Towards Verification of a Denotational Semantics of Inheritance

Jens Palsberg's first research publication was an OOPSLA '89 paper, coauthored with William Cook. In that much-cited paper, the authors identify self-reference as a central feature of inheritance, and analyze it using fixed points. They then define both an operational and a denotational semantics of inheritance, and prove them equivalent. Their proof exploits an intermediate semantics, obtained by step-indexing the operational semantics – an early use of the so-called 'fuel pattern'.

This paper presents an Agda formulation of the definitions and lemmas from the OOPSLA '89 paper. The Agda proof assistant detected some minor issues when type-checking the definitions; after they had been fixed, Agda successfully checked all the steps in the proofs of the lemmas. The Agda definitions and proofs make the same assumptions as the OOPSLA '89 paper about the existence of recursively defined Scott domains, and about the continuity of the defined functions.
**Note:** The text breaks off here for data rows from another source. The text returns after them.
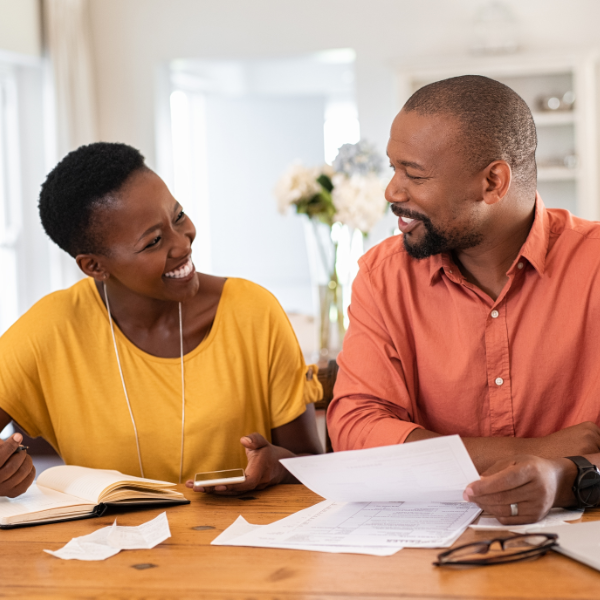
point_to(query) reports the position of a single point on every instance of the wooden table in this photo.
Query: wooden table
(186, 566)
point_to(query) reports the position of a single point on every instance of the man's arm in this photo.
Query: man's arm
(578, 440)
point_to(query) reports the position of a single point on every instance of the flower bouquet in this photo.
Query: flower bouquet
(348, 193)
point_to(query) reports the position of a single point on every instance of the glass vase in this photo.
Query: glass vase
(331, 319)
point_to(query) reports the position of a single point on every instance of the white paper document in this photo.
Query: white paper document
(379, 528)
(556, 516)
(435, 470)
(108, 541)
(378, 501)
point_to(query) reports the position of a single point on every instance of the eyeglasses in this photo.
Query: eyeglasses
(512, 549)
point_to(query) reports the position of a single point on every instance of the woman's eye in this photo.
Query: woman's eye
(153, 242)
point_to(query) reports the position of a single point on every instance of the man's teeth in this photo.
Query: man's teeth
(182, 272)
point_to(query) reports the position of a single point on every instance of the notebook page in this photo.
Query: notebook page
(89, 484)
(35, 499)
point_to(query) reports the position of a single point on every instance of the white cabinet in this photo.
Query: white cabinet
(567, 154)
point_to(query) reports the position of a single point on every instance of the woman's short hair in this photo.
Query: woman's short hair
(81, 182)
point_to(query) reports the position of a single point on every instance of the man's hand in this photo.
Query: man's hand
(576, 440)
(16, 468)
(263, 470)
(534, 484)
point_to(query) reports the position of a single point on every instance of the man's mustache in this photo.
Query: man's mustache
(409, 214)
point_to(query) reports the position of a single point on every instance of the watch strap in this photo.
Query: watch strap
(581, 462)
(583, 466)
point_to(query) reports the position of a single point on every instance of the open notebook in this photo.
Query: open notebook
(68, 492)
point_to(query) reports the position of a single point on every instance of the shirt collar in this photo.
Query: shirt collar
(534, 249)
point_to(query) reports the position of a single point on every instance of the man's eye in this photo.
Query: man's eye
(153, 242)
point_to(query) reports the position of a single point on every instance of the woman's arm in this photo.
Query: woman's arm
(297, 438)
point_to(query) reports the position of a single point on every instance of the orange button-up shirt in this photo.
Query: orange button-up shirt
(426, 348)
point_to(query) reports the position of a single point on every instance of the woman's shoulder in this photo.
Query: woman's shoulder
(57, 307)
(250, 294)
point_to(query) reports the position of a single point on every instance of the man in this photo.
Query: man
(482, 318)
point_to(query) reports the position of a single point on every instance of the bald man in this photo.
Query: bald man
(483, 318)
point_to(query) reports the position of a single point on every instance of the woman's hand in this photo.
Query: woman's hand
(263, 470)
(534, 484)
(16, 468)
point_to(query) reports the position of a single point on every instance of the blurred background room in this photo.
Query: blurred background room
(241, 107)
Lost and Found in the Fog of Trust

The Fog of Trust protocol was supposed to allow a prover Peggy and a verifier Victor to perform a secure multiparty computation to determine the number of third parties that Victor trusted and that vouched for a certain property of Peggy. We intended to use formal methods to first state and then prove the privacy properties of the protocol. Instead, the analysis lead to the discovery of two previously unknown design failures that allow an adversary to break the privacy assurances the protocol was expected to provide. This paper briefly presents the Fog of Trust protocol and the vulnerabilities, which at this point we are unable to fix.

MiniJava on RISC-V: A Game of Global Compilers Domination

Over two decades have passed since the first publication of Modern Compiler Implementation by Andrew Appel, with its second edition revised by Jens Palsberg. This textbook remains an essential guide for students, hobbyists, and researchers navigating the complexities of compiler construction. Despite this venerable textbook, designing a course on programming language compiler construction is a challenging task due to the intricate handling of syntax, semantics, and optimization processes it involves. Students often enter compiler courses with limited knowledge of object-oriented languages, dynamic dispatch, and low-level assembly. Given the limited instruction time, educators find it more beneficial to focus on transferable skills rather than the intricacies of a particular instruction set architecture (ISA). While many computer science graduates may not work directly with low-level hardware or software, the concepts learned in compiler courses are crucial for a comprehensive understanding of programming languages. This paper presents the work to keep the elegant MiniJava educational compiler relevant and modernized, including the implementation of a new instruction selection phase from Appel and Palsberg’s Modern Compiler Implementation (2e) to support current RISC-based targets. Our work targets another well-used educational platform, Embedded Xinu, as the operating system, allowing students to run their compiler output directly on RISC-based development boards that leverage their learning from prior systems courses, and negating the need for simulators, emulators, or virtual machines. Finally, we add a minimal garbage collector suitable for upper-level undergraduates and beginning graduate students to understand and experiment with. We plan to run the RISC-V MiniJava compiler assignments during the Fall 2024 semester.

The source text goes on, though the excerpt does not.